6. Formation Skydiving Lessons
Formation skydiving is the type we are mostly used to seeing. This is where skydivers fall in a belly-to-earth position (as you do on a tandem skydive) and create shapes – or formations – by holding on to one another’s arms and legs. Formation skydiving (FS) is the next stage of Skydiving class after AFF.
As customers attend this class, they learn how to fly safely with other people and how to control their body in the air. Many skydivers compete in FS competitions. This is usually done in groups of 4 (4 way FS) or 8 (8 way FS) and involves making a set series of formations faster than the other teams. The USA is particularly good at this, holding numerous World Championship titles.
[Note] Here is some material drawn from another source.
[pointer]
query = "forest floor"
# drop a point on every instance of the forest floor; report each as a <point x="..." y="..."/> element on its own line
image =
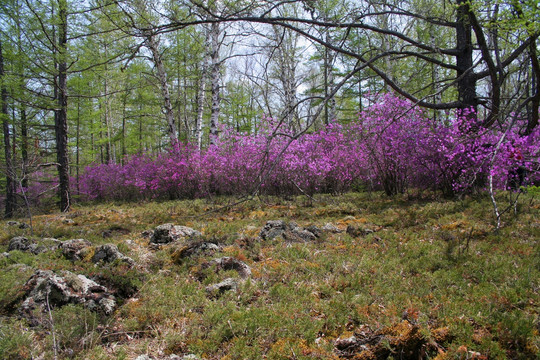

7. Swooping and Canopy Piloting Class
Swooping is the practice of accelerating the descent rate of the parachute by initiating turns. This increased speed means that the swooper is able to achieve greater travel across the ground – plus, their parachutes make a really cool ‘whoosh’ sound as they come into land!
You can start a Skydiving school that teaches this advanced Skydiving knowledge and enjoy a substantial flow of income.
8. Wingsuiting
This is referred to as ‘squirrel suits’, a wingsuit makes flyers look like flying squirrels. The wingsuit is just that; an all in one suit that has wings, which the skydiver controls in order to control their descent rate and direction.
Wingsuiters tend to spend longer in the air as they are travelling more horizontally, whereas FS flyers, for example, are falling straight down. Note that there are different types of wingsuits and skydivers also compete in wingsuiting competitions.
9. Auxiliary Services
Note that ambitious skydiving entrepreneurs can also create auxiliary revenue streams. Selling parachuting equipment to on-site cafes or restaurants hold possibility as supplemental profit centres, depending on the needs and buying habits of your customer base.
10. Freeflying Class
Freeflying is the discipline where skydivers learn to fly their bodies in all orientations and on all axis – not just belly to earth. It involves teaching freeflyers how to fly in head up, seated or standing positions. They will also learn to fly ‘head down’ (just upside down).
Often, this Skydiving school will combine all of this into impressive displays, or simply teach divers how to fly around with each other in these positions. Freeflying is a little more difficult to master than formation skydiving and can go to highly advanced levels.
Launching a skydiving business is your ticket to owning a good, stable business if you have the creativity and tenacity necessary to be a successful entrepreneur. There really is so much potentials in skydiving and something for everyone.